Nabila organizó un funeral íntimo: solo veinte sillas, orquídeas blancas y un disco de Charles Aznavour.
Alexander no apareció.
Mandó flores negras y una nota: “Perdón por no llegar”.
La prensa buscó escándalo; solo encontró puertas cerradas.
Hoy la Colina del Perro es un edificio gris sin alma.
Los departamentos se venden caros, pero nadie quiere el penthouse: dicen que se oyen tacones a medianoche.
Nabila pinta de madrugada; sus nuevos cuadros llevan títulos como “Herencia” y “Silencio”.
Alexander, dondequiera que esté, recibe cada mes un sobre con la mitad de las regalías.
Lo abre, lo guarda y sigue adelante.
México olvidó rápido.
En las plataformas ya no está “Bellas de noche”.
En Los Pinos hay museo, pero ninguna foto de Sasha.
Solo quedan dos hijos que cargan un apellido demasiado grande para sus hombros.
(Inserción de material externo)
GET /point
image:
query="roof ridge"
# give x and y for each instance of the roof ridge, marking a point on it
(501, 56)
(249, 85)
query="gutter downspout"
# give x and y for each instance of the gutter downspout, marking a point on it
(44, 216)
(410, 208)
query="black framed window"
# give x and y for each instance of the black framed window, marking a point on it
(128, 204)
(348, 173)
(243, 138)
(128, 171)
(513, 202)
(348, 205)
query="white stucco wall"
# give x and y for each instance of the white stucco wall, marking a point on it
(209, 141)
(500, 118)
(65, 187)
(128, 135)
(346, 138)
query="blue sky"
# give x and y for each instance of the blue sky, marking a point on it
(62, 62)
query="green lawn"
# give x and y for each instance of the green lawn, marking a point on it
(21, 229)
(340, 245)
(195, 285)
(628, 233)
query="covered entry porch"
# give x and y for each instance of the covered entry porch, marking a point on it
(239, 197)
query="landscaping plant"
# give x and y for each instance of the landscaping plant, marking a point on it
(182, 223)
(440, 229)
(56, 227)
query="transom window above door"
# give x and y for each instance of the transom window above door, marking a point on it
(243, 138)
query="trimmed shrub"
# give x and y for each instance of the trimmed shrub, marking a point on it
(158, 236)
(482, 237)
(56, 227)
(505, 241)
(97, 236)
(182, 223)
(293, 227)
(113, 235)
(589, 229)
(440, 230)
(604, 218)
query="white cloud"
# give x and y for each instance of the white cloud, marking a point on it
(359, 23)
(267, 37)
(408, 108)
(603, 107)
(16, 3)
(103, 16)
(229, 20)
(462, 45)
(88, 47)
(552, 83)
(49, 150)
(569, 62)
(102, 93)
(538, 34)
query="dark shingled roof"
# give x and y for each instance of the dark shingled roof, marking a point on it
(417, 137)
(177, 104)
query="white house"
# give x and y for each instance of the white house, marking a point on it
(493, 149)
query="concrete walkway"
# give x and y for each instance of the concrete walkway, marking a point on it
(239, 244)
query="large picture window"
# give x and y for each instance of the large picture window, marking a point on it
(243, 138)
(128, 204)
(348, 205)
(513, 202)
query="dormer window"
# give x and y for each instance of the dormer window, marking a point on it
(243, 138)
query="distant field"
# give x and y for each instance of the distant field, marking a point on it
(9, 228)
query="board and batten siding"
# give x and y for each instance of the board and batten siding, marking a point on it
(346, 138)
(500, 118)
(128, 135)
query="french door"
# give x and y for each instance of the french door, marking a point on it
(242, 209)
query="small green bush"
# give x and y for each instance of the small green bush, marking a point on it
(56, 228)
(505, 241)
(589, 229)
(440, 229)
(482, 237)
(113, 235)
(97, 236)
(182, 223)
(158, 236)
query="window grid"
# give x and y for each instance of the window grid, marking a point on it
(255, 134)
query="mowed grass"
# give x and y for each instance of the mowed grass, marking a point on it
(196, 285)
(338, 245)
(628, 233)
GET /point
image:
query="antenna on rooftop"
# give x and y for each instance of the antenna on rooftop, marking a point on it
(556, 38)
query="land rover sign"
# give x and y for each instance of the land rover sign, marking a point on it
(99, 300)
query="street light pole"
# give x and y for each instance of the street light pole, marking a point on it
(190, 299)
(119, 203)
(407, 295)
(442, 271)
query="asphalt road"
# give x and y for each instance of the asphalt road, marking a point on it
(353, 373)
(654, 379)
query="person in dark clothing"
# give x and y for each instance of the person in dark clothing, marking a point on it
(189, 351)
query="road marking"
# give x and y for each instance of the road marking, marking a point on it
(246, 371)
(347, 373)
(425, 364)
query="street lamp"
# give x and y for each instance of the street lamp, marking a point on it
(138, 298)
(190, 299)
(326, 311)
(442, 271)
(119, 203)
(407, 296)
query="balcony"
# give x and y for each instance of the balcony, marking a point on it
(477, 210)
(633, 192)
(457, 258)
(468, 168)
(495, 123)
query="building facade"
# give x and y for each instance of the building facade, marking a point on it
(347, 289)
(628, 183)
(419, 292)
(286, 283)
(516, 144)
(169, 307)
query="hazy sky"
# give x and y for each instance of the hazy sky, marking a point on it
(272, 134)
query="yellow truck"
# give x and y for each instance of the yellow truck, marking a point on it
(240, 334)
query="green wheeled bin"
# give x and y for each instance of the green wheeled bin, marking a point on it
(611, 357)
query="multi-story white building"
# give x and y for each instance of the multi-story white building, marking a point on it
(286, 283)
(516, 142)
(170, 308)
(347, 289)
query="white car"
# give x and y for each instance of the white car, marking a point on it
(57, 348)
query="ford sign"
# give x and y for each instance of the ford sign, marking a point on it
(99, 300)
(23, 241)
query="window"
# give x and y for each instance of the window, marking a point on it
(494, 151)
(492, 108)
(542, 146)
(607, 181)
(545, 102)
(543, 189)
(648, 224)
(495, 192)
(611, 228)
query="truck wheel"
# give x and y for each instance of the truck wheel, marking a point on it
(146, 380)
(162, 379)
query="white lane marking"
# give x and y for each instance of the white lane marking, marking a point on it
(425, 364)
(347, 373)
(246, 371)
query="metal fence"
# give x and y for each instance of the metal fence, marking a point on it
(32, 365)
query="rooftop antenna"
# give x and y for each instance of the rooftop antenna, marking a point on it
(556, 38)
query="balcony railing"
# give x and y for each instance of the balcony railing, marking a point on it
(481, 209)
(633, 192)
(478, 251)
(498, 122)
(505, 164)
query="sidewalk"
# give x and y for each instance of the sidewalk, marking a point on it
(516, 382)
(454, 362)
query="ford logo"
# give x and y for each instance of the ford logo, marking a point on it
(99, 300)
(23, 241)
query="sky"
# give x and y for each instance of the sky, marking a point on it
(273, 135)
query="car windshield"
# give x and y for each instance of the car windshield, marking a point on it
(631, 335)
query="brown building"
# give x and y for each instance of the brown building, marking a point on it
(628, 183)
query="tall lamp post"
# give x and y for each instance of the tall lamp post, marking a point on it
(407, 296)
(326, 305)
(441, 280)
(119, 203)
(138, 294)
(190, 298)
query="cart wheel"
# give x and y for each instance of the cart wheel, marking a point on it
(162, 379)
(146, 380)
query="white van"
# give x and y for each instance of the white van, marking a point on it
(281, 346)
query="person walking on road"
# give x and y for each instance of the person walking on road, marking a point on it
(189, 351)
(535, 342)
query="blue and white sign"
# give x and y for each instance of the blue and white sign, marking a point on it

Nabila lo lleva con pincel; Alexander, con distancia.
Ambos aprendieron la lección: la fama abre puertas, pero la sangre las cierra de golpe.
En Cuernavaca, la casa de Sasha sigue en venta.
El jardín está seco, las persianas rotas.
Dentro, un retrato de bodas cubierto de polvo: ella radiante, él sonriente, dos niños que ya no sonríen.
La agente inmobiliaria cuenta que a veces, al atardecer, se enciende sola una luz en el segundo piso.
Los vecinos juran que es Sasha buscando a sus hijos.
Ellos saben que no volverá.
Pero cada 14 de febrero, Nabila deja una vela en la puerta y Alexander, desde algún lugar del mundo, enciende otra.
Dos llamas pequeñas contra el olvido.
La historia de Sasha Montenegro no terminó con su muerte.
Sigue viva en los lienzos de Nabila, en el silencio de Alexander, en la memoria de un país que amó odiarla.
Porque al final, lo único que queda de un escándalo es la verdad que nadie quiso escuchar:
una mujer que eligió amar a pesar de todo,
y dos hijos que aprendieron a sobrevivir a pesar de ella.